We also believe that to find long term success in this industry, you need to make a mark, and you need to make it early. We knew that we needed to find conviction in our portfolio companies, follow our instincts, and take big swings.
In that same spirit of being bold, we want to share the early results of our first fund. We hope that they speak for themselves. In Fund I, we invested in 18 startups and have already seen some grow into transformational companies. A few of them include: Lemonade, Bird, Ro, Care/Of, Lyric, and Kodiak. This is where the net performance of our 2016 Fund stands as of Q3 2019(1):
- Net IRR: 64.6%
- TVPI: 2.3x
- DPI: 0.2x
- RVPI: 2.1x
To us, these are encouraging signs that our thesis is working, but we also know we have a long way to go.
If the fight to get here wasn’t so difficult, perhaps we wouldn’t appreciate where we are now, or have the same confidence about where we are going.

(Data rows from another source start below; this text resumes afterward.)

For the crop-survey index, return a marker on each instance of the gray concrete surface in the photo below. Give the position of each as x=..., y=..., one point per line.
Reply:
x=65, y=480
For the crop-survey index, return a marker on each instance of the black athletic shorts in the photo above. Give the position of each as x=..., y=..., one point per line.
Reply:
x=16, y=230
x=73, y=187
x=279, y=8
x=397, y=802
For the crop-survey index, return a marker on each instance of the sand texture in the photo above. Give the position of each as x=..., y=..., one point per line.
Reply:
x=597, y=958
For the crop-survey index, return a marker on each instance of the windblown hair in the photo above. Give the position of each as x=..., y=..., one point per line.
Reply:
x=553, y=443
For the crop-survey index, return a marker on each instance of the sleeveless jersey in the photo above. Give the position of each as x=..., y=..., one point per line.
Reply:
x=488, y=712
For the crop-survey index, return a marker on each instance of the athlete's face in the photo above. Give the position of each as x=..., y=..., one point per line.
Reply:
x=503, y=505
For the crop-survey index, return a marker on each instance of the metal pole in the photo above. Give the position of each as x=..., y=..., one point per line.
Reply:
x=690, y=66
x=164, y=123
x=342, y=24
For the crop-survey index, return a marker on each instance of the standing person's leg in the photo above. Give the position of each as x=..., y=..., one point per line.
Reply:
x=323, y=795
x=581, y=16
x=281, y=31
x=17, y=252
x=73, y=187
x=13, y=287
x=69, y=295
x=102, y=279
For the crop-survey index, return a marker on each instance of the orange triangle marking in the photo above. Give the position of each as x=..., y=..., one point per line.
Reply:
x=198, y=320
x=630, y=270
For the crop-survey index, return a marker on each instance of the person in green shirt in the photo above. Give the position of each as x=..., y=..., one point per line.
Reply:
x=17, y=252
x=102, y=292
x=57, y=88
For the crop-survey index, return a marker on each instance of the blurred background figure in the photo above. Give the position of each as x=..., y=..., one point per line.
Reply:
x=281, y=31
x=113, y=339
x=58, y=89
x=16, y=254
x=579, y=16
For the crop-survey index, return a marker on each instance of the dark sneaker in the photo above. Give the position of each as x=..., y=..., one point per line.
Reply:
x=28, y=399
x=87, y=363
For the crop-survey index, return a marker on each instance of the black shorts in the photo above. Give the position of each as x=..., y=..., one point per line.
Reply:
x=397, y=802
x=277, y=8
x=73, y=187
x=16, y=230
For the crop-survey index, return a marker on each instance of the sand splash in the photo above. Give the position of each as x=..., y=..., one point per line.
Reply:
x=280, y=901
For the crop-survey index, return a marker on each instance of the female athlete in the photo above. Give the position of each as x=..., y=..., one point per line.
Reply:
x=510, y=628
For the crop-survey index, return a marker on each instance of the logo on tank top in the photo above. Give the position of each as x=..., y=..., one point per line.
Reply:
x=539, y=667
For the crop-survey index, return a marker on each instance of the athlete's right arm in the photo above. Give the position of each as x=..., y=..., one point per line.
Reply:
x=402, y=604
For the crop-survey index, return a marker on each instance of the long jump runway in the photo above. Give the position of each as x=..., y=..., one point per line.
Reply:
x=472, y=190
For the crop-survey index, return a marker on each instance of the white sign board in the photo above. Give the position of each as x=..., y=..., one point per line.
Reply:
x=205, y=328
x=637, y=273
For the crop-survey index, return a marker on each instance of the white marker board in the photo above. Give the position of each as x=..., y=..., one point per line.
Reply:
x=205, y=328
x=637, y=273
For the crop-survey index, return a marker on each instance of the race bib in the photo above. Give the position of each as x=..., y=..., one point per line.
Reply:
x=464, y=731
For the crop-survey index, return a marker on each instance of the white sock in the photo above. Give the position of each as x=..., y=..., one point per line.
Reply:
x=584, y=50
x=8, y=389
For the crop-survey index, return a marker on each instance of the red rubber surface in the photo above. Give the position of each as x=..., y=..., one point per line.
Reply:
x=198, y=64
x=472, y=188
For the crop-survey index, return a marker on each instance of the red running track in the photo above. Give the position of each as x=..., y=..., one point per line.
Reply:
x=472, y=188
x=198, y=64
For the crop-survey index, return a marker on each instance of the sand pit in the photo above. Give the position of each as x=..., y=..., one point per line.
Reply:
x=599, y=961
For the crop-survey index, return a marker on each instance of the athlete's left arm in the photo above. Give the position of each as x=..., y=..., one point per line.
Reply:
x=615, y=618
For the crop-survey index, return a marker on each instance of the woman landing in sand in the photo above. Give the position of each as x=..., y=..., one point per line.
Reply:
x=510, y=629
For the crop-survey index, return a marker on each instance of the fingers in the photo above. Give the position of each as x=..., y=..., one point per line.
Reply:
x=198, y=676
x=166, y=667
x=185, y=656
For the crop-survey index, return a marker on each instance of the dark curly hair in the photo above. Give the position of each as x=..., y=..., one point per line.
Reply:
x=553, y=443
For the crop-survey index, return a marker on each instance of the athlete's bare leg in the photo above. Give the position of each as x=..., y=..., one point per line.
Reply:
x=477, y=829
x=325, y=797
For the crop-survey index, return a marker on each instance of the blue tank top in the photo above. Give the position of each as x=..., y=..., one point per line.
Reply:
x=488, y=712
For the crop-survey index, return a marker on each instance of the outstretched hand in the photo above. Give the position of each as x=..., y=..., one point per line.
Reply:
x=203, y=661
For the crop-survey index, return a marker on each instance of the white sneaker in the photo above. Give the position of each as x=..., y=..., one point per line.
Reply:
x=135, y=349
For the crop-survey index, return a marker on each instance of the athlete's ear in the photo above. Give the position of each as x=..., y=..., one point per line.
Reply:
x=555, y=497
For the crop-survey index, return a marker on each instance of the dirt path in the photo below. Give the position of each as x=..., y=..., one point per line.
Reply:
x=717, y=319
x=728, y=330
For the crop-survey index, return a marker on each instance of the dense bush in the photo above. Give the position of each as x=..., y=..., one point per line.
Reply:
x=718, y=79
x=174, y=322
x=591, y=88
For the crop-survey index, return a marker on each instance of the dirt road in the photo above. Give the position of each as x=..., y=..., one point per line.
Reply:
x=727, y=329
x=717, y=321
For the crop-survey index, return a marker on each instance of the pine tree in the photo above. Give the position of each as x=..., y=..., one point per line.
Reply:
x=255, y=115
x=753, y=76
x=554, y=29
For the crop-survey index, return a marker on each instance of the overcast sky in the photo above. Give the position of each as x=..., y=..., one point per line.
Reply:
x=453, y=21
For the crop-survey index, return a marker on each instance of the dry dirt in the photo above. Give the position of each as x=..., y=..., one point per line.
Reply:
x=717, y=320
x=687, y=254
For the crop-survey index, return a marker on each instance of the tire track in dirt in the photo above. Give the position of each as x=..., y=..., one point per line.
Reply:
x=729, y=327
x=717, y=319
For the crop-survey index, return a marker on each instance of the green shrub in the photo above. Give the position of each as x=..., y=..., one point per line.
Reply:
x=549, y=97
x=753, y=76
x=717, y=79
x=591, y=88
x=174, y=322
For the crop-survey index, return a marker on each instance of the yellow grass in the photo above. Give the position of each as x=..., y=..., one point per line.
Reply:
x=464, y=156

With our latest fund, TVP II, we’ve started to lead rounds and take board seats at companies like Sunday, Boulder Care, and Alma. We’re especially proud of the fact we’ve invested in female led companies at more than 10x the industry rate. And we continue to reinvest heavily in our talented and growing team.
As we develop a longer track record, will raising capital become easier? We hope so. But the foundation of our fund is fundamentally different from many traditional VCs and from what LPs are used to evaluating.
Maybe the risk of a “new model” will always outweigh the reward to some investors. Or maybe new venture models will become the new normal. We’ll see. But no matter what, this is the only approach that makes any sense to us. And so far, that just might be exactly why it’s worked.
You can read more about our new fund in Fortune.
(1) The performance information above is presented “net” of management fees, organizational expenses, partnership expenses, and hypothetical carried interest. The performance information herein may not be indicative of Tusk Venture Partners future results.